Na definição aerodinâmica do Ferrari 849 Testarossa, as prioridades foram melhorar o desempenho térmico e elevar a carga aerodinâmica. As referências vieram de soluções históricas e atuais das pistas, incluindo as vistas nos 512 S, 512 M e FXX-K.

O saldo é claro: o 849 Testarossa produz uma carga total de 415 kg a 250 km/h, o que representa 25 kg a mais do que no SF90 Stradale.

O spoiler traseiro ativo, derivado do SF90 Stradale e do 296 GTB, fica embutido na carroceria e é comandado por uma solução cinemática 2 kg mais leve.

Ele consegue alternar entre as configurações Baixo Arrasto e Alta Carga em menos de um segundo - e, neste segundo modo, contribui com até 100 kg de carga a 250 km/h.

Dinâmica partiu do SF90

O acerto dinâmico do 849 Testarossa tomou o SF90 Stradale como ponto de partida, mas com foco em lidar com mais potência, mais aderência e melhor resposta dos pneus, além de maior eficiência de frenagem e evolução dos controles eletrônicos via o sistema digital Ferrari Integrated Vehicle Estimator (FIVE).

O sistema cria um “gêmeo digital” que reproduz em tempo real o comportamento do carro, alimentado por medições reais (aceleração, etc.). Com isso, o FIVE estima parâmetros de desempenho que não podem ser medidos diretamente, como velocidade e ângulo de guinada - com margens de erro mínimas -, elevando a eficácia do controle de tração, do diferencial e do sistema e4WD.

A suspensão também passou por nova calibração. O ganho de performance lateral em relação ao SF90 Stradale é de 3%, graças aos novos pneus e ao que também resultou em uma redução de 35% no peso das molas. Já a rolagem da carroceria caiu 10%.

Moderno e saudosista

A equipe comandada por Flavio Manzoni buscou conciliar volumes esculturais com elementos gráficos e, ao mesmo tempo, criar uma fusão entre formas clássicas e traços futuristas.

Linhas verticais e horizontais constroem um desenho visual inédito, inspirado na aeronáutica e nos Sport-Protótipos dos anos 70, enquanto a dianteira exibe volumes bem estruturados que remetem a certos Ferrari dos anos 80.

Manzoni destaca com orgulho a modelagem tridimensional das portas, “nunca antes alcançada num automóvel de produção em série, redefinindo a relação entre a carroçaria e o exterior do habitáculo”. O painel nasce de uma única moldagem em liga de alumínio.

Por dentro, o que se vê é uma síntese entre a configuração de uma berlinetta, com painel horizontal, e o cockpit de um monoposto de corrida. A seção superior aparenta flutuar e traz saídas de ar em formato de “C”, molduradas em alumínio. Entre a parte superior e a inferior, há uma faixa horizontal contrastante que reúne os comandos principais e a tela do passageiro.

O volante combina recursos digitais e analógicos, e a Ferrari manteve os comandos mecânicos do F80, incluindo o icônico botão de partida do motor.

A porção inferior do painel é marcada por dois temas arquitetônicos em forma de vela (ideia repetida nas portas), que incorporam diversos comandos.

No túnel central, os controles secundários foram organizados de modo mais racional e minimalista. Os bancos podem ser escolhidos em duas configurações: uma voltada ao conforto e outra mais esportiva, com estrutura em fibra de carbono.

Spider: a conquista do céu

A variante Spider foi apresentada ao mesmo tempo que o cupê.

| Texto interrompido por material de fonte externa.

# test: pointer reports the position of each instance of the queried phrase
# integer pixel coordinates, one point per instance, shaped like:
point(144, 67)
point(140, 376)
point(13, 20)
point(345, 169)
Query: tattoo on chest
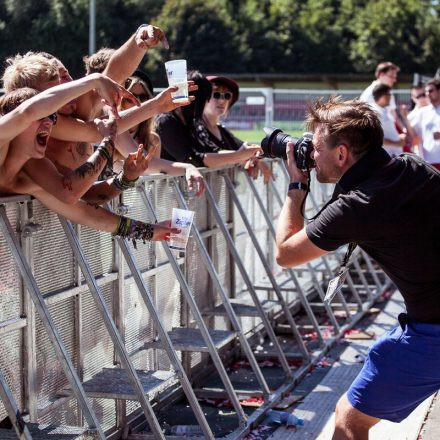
point(67, 183)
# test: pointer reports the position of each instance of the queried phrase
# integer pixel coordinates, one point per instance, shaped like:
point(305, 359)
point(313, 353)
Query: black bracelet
point(298, 185)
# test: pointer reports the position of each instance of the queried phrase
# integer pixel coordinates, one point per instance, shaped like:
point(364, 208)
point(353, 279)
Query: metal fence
point(94, 330)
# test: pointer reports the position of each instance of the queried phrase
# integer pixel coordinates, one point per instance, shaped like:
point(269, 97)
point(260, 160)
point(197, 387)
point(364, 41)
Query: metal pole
point(92, 27)
point(112, 330)
point(49, 325)
point(225, 300)
point(198, 317)
point(12, 409)
point(237, 259)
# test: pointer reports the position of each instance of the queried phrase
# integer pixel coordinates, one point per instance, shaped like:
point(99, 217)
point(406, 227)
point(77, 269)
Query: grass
point(255, 136)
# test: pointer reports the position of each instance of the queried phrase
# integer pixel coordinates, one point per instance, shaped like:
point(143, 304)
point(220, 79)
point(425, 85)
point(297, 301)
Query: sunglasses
point(226, 96)
point(53, 117)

Ela usa uma capota rígida retrátil, capaz de abrir ou fechar eletricamente em apenas 14 segundos, com o carro a até 45 km/h.

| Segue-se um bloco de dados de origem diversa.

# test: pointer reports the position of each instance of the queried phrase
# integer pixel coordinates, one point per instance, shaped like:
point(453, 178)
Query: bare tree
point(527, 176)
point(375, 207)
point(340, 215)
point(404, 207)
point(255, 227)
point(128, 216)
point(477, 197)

Para maximizar o conforto, foi adotado um defletor de vento inovador atrás dos bancos, projetado para reduzir a turbulência e preservar a experiência de condução com a capota abaixada.

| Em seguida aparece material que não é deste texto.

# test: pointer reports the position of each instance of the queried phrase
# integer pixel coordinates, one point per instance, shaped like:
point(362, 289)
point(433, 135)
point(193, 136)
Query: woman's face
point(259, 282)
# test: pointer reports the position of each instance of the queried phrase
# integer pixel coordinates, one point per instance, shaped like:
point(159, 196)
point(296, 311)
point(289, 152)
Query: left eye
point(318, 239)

Esse elemento captura o fluxo de ar que entra por cima da janela lateral, por meio de entradas integradas no encosto do banco, e o redireciona para a parte inferior do assento através de duas saídas inferiores.

Outra diferença fácil de notar é a ponte na tampa traseira que, com o teto fechado, guia o ar para a traseira e para o spoiler ativo, permitindo que a carga aerodinâmica gerada iguale a do 849 Testarossa cupê.

Quando chega e quanto custa

O novo Ferrari 849 Testarossa já pode ser encomendado, mas a marca ainda não divulgou valores. Considerando que o SF90 Stradale, no lançamento, já encostava em meio milhão de euros, não dá para esperar que o 849 Testarossa comece por menos.